Health care services are provided in a 40-foot van on the parish property, with St. Joachim’s Incarnate Word Parish Center serving as a reception/waiting area.
“Our hope is to get to the working poor — that’s our target population,” said Sister Marie Paul Lockerd, a Religious Sister of Mercy of Alma, Mich., who serves as medical director for the Rural Parish Clinic. “Our hope is that by treating people, we will be able to decrease unnecessary emergency room visits.”
A patient recently asked her, ‘Why do you do what you do?’” Sister Marie Paul told her, “because in caring for you, I find Christ.”
Respect Life Apostolate
The Annual Catholic Appeal helps to support a “culture of life” here in the archdiocese and beyond, said Respect Life Apostolate
program manager Mary Varni. This year, the apostolate is slated to receive $325,000 from the appeal.

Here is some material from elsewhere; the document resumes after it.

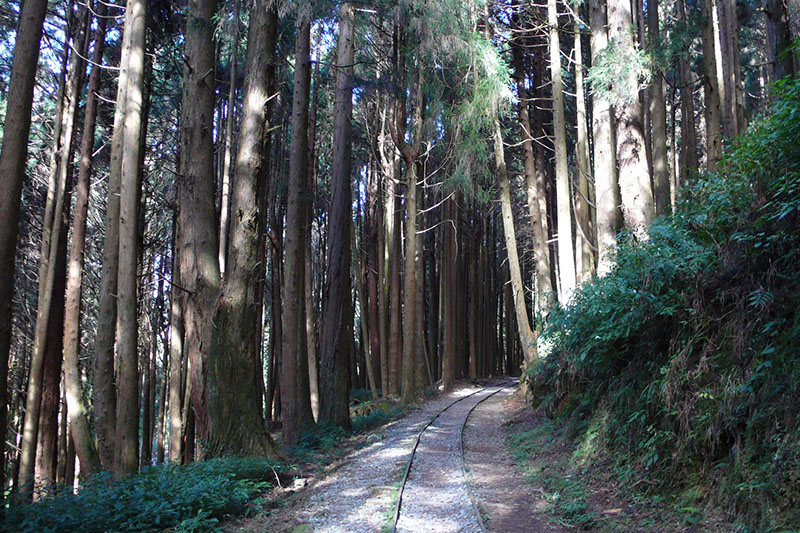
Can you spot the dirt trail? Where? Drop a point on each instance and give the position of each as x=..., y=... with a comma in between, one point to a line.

The archdiocese has a long history in the pro-life movement, including being the first diocese in the nation to have an office dedicated to life issues. Founded by Cardinal John J. Carberry shortly after the Roe vs. Wade decision in 1973, the apostolate provides programs to educate the faithful on the Gospel of Life through four primary areas: pastoral care, education, spiritual support and public policy.
Some of the many programs include the Respect Life Parish Committee Network; Project Rachel and Project Joseph, which provide healing for women and men who have experienced an abortion; a spiritual adoption program for children, teens, adults and senior citizens to prayerfully intercede on behalf of moms and unborn babies threatened by abortion; the annual Respect Life Convention; the annual Creative Writing Contest; and the annual Roe vs. Wade memorial Mass in January.
“This longstanding tradition of protecting life at all stages continues, and our staff is blessed to be a part of it,” Varni said. “The support of the ACA makes this longstanding tradition of protecting life able to continue.”
Our Lady of Guadalupe Convent
In August of 2017, two Franciscan Sisters of Christian Charity made a seven-hour journey from their motherhouse in Manitowoc, Wis., to establish a new convent and ministry in the Archdiocese of St. Louis.
The Our Lady of Guadalupe convent — which is slated to receive $125,000 from the ACA — fulfills a dream of Archbishop Robert J. Carlson to have a place of prayer close to Planned Parenthood. The sisters’ presence comes at a time when Planned Parenthood has only one clinic in Missouri that performs abortions.
The convent’s mission — which includes the sisters’ presence, prayer and hospitality — “is a beautiful way of expressing what the Catholic Church is about,” Archbishop Carlson has said. “We’re not here picketing, we’re here praying. And we know that it’s only through prayer that the evil of abortion is going to be overcome.”
Sisters Sue Ann Hall and Delores Vogt are encouraged that the convent supports those who stand on the sidewalk as witnesses — either praying or providing information on alternatives to abortion to women who come to the clinic.